Electronic voting feasibility

Paul Rubin http
Fri Sep 10 02:33:32 EDT 2004


"Greg  Steffensen" <greg.steffensen at gmail.com> writes:
> I'm designing a web portal for universities (a free software, by/for
> students thing), and I'm considering including an electronic voting
> component.  The site is cute, but I'd like the internet voting
> component to be close to the real deal,as well as easy to install, use
> and verify.

What is going to be voted on?  Are you going to poll students about
their favorite color of socks?  Or are you going to have real elections
where there is enough at stake that you have to be concerned about
serious attempts to rig the polling?

> Are there any technical reasons that Python would be a poor choice for
> this?  I have no illusions that its possible to build a perfect system,
> but would Python be more vulnerable than C or Java for some reason?
> I'm not a security guru, but it seems to me that the security of the
> interpreter is meaningless next to the security of the os kernel (the
> core of the system involves a series of nodes- election observers-
> taking an encrypted package, encrypting it again, and passing it on...
> the disk is never touched), so choice of language is largely arbitrary.
> Is this wrong?  

Everything you say above is correct.  

> Are there reasons to choose/avoid Python?

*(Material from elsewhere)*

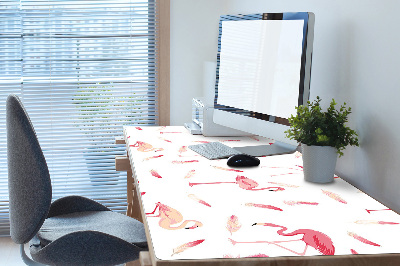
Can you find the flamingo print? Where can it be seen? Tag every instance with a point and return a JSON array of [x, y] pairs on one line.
[[145, 147], [169, 216], [244, 183], [319, 241]]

As compared with other languages, Python is as good a choice as any.
But the whole concept of internet voting, at least for high-stakes
elections (like, say, the US Presidential election), is fundamentally
unsound and should be avoided.  For lower-stakes elections it can be
done reasonably securely and convincingly, if the implementers are
honest, and if the voters can be persuaded to trust the implementers.